Cut Back On The Take-Out
Most restaurants or even packaged food can be packed with sodium to increase the flavour and to extend shelf life. Instead, cooking at home allows you to control the amount of sodium in your food.
Buy Unsalted Butter
Butter is the one ingredient that is usually added to almost any homemade dish. So keep control of the salt in your meals by buying unsalted butter.
Become A Label Reader
Sodium can be in foods you wouldn’t even expect, so just to be safe, always read the labels. Some red flags to look out for are: brined, cured, smoked, pickled, barbequed and teriyaki.
Buy Unsalted Nuts
Though salted nuts are delicious and a healthy snack – they are drowning in sodium. Instead, buy unsalted nuts and make your own seasoning, you’ll actually reduce the overall sodium content.
Make Your Own Bread
Salt is needed for bread to add strength to the dough and packaged bread can have more than 100mg of sodium per slice. That’s why it’s easier to cook your own bread or roti at home, so you can control how much salt goes into making it.
Use Bigger Salt Crystals
Sea salt may sound healthier, but it actually has the same amount of sodium (by weight) as regular table salt. The advantage is that they have larger crystal sizes, which have less sodium by volume. The benefit? You’ll probably end up using less.

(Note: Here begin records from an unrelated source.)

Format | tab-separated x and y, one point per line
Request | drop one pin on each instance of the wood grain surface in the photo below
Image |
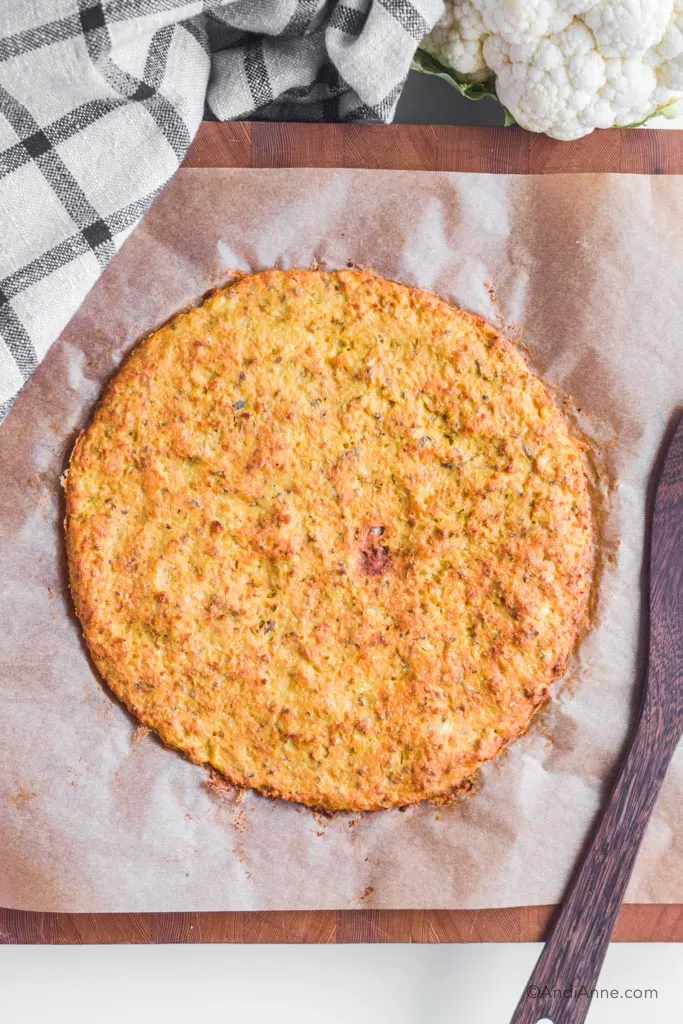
399	147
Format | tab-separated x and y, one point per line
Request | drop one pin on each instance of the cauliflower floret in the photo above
566	67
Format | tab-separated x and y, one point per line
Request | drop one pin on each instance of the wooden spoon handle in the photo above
559	988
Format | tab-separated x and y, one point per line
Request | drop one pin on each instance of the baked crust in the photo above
332	537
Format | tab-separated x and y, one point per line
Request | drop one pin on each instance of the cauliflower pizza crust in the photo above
332	537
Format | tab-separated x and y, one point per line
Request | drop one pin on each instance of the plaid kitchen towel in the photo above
99	102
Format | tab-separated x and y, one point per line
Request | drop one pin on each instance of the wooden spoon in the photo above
559	989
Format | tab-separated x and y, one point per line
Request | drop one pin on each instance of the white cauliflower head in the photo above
566	67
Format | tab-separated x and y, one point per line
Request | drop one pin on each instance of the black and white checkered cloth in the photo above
99	102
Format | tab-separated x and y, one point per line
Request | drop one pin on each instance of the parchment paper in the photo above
591	267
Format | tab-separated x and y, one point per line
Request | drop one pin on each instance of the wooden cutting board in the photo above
427	147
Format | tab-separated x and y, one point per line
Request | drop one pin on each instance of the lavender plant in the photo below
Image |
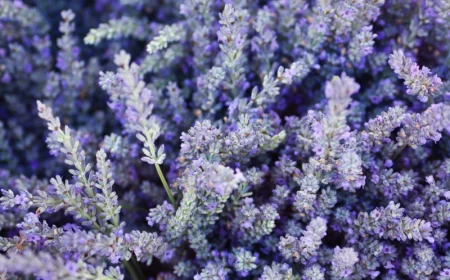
200	139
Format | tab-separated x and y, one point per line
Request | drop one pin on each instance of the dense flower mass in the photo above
224	139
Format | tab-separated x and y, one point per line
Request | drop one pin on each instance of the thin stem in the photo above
166	186
131	270
136	265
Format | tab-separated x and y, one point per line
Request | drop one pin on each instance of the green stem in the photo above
136	265
166	186
131	270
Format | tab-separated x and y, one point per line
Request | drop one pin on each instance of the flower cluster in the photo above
225	139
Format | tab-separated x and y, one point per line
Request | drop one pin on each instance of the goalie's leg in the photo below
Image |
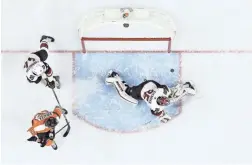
120	85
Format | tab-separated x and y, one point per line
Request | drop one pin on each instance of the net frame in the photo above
84	50
135	15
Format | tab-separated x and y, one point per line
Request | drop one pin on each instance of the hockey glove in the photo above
51	84
32	139
164	118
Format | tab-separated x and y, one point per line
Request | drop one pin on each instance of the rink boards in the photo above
100	105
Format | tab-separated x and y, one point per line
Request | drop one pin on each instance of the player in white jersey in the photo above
37	70
156	96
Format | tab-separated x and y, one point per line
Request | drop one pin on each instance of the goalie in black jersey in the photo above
155	95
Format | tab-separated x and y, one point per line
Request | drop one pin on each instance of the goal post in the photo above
126	30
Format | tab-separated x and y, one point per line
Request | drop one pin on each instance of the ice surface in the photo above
101	105
214	127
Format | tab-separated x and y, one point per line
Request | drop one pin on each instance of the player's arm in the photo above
160	85
163	117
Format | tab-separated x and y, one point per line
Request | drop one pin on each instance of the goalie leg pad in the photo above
121	88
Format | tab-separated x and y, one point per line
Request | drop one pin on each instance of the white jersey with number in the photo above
149	93
31	62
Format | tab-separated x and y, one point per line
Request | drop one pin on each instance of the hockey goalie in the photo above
155	95
43	127
37	69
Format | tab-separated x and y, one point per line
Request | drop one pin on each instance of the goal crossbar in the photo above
84	50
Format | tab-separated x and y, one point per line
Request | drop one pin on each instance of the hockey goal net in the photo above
126	30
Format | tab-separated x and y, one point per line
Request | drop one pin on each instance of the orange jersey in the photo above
38	122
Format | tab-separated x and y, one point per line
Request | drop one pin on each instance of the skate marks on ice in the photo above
101	106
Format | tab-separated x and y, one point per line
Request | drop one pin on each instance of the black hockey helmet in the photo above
51	122
163	101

Ditch The Rotisserie Chicken
There is no denying rotisserie chicken is delicious, but it’s also injected with sodium to keep it tasty. You’re better off taking the time to grill your own chicken and adding your own flavour on top.
Have A Spoonful Of Peanut Butter
When you’re craving something salty, have a spoonful of natural peanut butter. This can help satisfy your cravings without sacrificing your new low-sodium lifestyle.